“哥哥在温家没礼貌没关系,但要去了谢家还这么我行我素,只怕丢我们温家的脸。”
温成安眼珠子一转,眸光里雀跃起讥讽的笑,前世他在谢家吃过的苦,温与南一样也逃不掉。
谁遇上谢家那折磨人的老妖婆都要叫苦!
呵。
温与南懒得跟他多费口舌,正要绕过他直上楼梯,继母也出现了。
她身上的真丝薄睡衣紧贴着皮肤,暴露出性感妖娆的身型。
脸上及时带着全妆,也遮不住她眼尾处的细纹。
神情略显疲惫,但当眸光落在温与南身上时,猛地一狠,“成安说得对,要是现在不管教你,以后你嫁过去只会被谢家嫌弃,谢家嫌弃你,就会嫌弃我们温家!如今公司正是需要拉投资的阶段,你少给我们家脱后腿!”
温与南看得出继母非常克制,句句不离温家,句句为温家考虑,实际上却在暗示温与南要想继续留在温家当温家的儿子,就得乖乖听她指示。
怎么可能。
温与南蔑笑一声,“既然继母觉得我不配跟谢家联姻,那就让弟弟去呗!”
他知道,温成安是不会的。
果然,听到他这句话,温成安脸色一灰,“你休想!梁家必须是我的!”
“是吗?”温与南原本没想跟她们在这件事上大做文章,但继母与继弟三番两次拿这件事说事,实在触了他的霉头,尤其是现在,他正心烦意乱。
他们正好撞到枪子上,也别怪他给他们添堵,自找的。
“从小到大弟弟看上的东西向来都是最好的,既然弟弟说梁家好,那梁家就是真的好。”
听到温与南柔和的说出这样一句话,温成安有些得意,“那当然,我的眼光多——”
“既然梁家这么好,我突然不想放手了诶!”
温与南打断温成安的话,扬起笑眸看向温成安母子,“如果我没记错的话,梁家当年定下的人应该是我吧。”
温成安露出不耐烦的神色,振振有词:“你以为你这个梁家大少爷的身份有多珍贵?梁家看重的是我们温家的声誉!又不是你这个人!”
“哦,原来是这样啊~”温与南阴阳怪气,“我还以为是梁家少爷对弟弟一见钟情呢!可惜了,吃不了瓜了。
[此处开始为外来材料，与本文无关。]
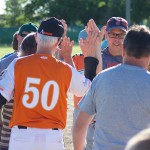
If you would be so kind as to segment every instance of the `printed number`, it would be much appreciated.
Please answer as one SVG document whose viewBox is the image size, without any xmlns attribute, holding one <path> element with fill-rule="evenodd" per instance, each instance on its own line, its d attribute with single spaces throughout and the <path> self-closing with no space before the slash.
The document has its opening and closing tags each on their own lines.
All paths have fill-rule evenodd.
<svg viewBox="0 0 150 150">
<path fill-rule="evenodd" d="M 31 86 L 31 84 L 32 84 L 32 86 Z M 40 79 L 38 79 L 38 78 L 27 78 L 26 87 L 25 87 L 25 91 L 24 91 L 26 94 L 24 94 L 24 96 L 22 98 L 23 105 L 27 108 L 34 108 L 40 100 L 39 90 L 36 87 L 34 87 L 33 84 L 39 85 Z M 49 92 L 50 86 L 53 86 L 54 88 L 53 88 L 52 101 L 51 101 L 51 104 L 48 106 L 47 101 L 48 101 L 48 92 Z M 33 99 L 30 103 L 28 102 L 28 100 L 29 100 L 28 92 L 33 93 Z M 45 110 L 52 110 L 55 107 L 55 105 L 57 104 L 58 96 L 59 96 L 58 84 L 55 81 L 46 82 L 43 89 L 42 89 L 42 93 L 41 93 L 42 107 Z"/>
</svg>

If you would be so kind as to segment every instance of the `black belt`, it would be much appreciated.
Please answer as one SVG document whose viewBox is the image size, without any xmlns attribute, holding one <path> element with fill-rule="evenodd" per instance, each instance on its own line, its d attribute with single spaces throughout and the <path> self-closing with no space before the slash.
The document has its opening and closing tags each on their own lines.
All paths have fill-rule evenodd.
<svg viewBox="0 0 150 150">
<path fill-rule="evenodd" d="M 18 126 L 19 129 L 27 129 L 26 126 Z M 58 128 L 52 128 L 52 130 L 58 130 Z"/>
</svg>

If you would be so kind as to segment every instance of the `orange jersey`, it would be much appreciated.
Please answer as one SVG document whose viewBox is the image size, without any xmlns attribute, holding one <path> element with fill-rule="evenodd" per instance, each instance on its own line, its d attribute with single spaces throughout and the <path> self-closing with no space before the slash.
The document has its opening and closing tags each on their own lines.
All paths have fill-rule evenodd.
<svg viewBox="0 0 150 150">
<path fill-rule="evenodd" d="M 84 74 L 84 56 L 83 56 L 83 54 L 76 54 L 72 58 L 73 58 L 76 69 L 80 73 Z M 78 103 L 81 100 L 81 98 L 82 97 L 74 96 L 74 107 L 75 108 L 78 108 Z"/>
<path fill-rule="evenodd" d="M 73 81 L 73 78 L 77 78 L 79 83 L 76 83 L 77 79 Z M 7 80 L 11 84 L 2 86 Z M 66 126 L 67 92 L 71 89 L 72 92 L 83 95 L 90 86 L 84 83 L 90 82 L 73 70 L 73 67 L 48 54 L 17 59 L 0 82 L 1 94 L 7 100 L 14 92 L 10 127 L 22 125 L 63 129 Z M 81 92 L 77 87 L 84 90 L 80 89 Z M 10 92 L 11 89 L 14 91 Z"/>
</svg>

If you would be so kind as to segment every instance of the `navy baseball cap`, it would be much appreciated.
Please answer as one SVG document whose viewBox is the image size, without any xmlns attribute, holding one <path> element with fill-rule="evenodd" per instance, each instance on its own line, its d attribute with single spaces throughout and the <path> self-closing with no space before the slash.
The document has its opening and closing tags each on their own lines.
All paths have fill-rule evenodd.
<svg viewBox="0 0 150 150">
<path fill-rule="evenodd" d="M 18 34 L 22 37 L 25 37 L 27 34 L 29 34 L 31 32 L 37 32 L 37 29 L 38 29 L 38 27 L 34 23 L 29 22 L 29 23 L 23 24 L 19 28 Z"/>
<path fill-rule="evenodd" d="M 62 37 L 64 34 L 64 26 L 60 20 L 52 17 L 41 22 L 38 33 L 46 36 Z"/>
<path fill-rule="evenodd" d="M 121 17 L 112 17 L 107 21 L 106 31 L 110 31 L 112 29 L 121 29 L 125 32 L 128 30 L 128 22 L 124 18 Z"/>
</svg>

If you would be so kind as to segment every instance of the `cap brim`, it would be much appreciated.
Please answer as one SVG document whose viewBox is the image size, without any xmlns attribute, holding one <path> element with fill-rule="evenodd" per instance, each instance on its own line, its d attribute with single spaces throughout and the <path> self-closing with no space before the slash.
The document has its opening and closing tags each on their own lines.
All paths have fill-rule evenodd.
<svg viewBox="0 0 150 150">
<path fill-rule="evenodd" d="M 110 31 L 112 29 L 121 29 L 121 30 L 127 32 L 127 29 L 122 26 L 114 26 L 114 27 L 108 28 L 107 31 Z"/>
</svg>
”
温成安嗤笑一声,“你说对了!他肯定会对我一见钟情!”
温与南淡淡一笑,“那就提前祝弟弟婚姻幸福,早点生个大胖小子继承家业~”
说完,温与南头也不回地掠过他们上了楼梯。
可笑。
一个Omega怎么为另一个Omega生孩子?
等温成安到了知道真相的那一天,不知道会有多惊喜!
这还不是最解气的,更有意思的还在后面呢!
说起他跟梁家的婚约,其实更像一场阴谋。
当年梁家风头正盛,梁家独苗梁牧与刚生下来就有不少大家族找上门想要先定下娃娃亲,无论梁牧与分化成alpha还是Omega,哪怕是最平平无奇的beta,他们都能看在梁家的根基上继续下去。
结果梁老爷子挑来挑去,选了一个最不起眼的温家。
没人知道理由,只有上一世的温与南知道。
梁老爷子信奉神佛,梁牧与出生后,他去寺庙算了一卦,得知家族即将面临一场重大考验,轻则破产,重则全家离散,唯一破解的方式就是在自己孙子的婚姻上做手脚。
算过生辰八字,替孙子算出正缘后,梁老爷子便私下派人调取医院的生产记录,最后将目标定到温家。
当时温家只有温与南一个孩子,无论他成年以后分化成什么,他们梁家都认。
等到温与南回屋后,王燕看向自己儿子,“你确定那梁家少爷真的能学好吗?为什么我听说他——”
“妈!”温成安打断他接下来的话,“我说的话你还不放心吗?那我梁牧与只是看着花心而已,其实他这个人很专情的,等到我们结婚以后,他肯定会对我死心塌地,就算我要天上的星星他都会摘给我,才不会像你说的那样一事无成的!”
他对自己这一世的婚姻充满信心。
都已经踩过一回坑了,他能不知道哪里需要避雷吗?
只要远离谢家那狗都不靠近的鬼地方就行!
“好吧。”王燕见他如此笃定劝不动,也只能妥协,“既然你说那梁家少爷什么都依你,那等你们结婚后,能不能让他把你舅公从监狱里捞出来,他年纪也挺大的,这时候进去简直是遭罪。”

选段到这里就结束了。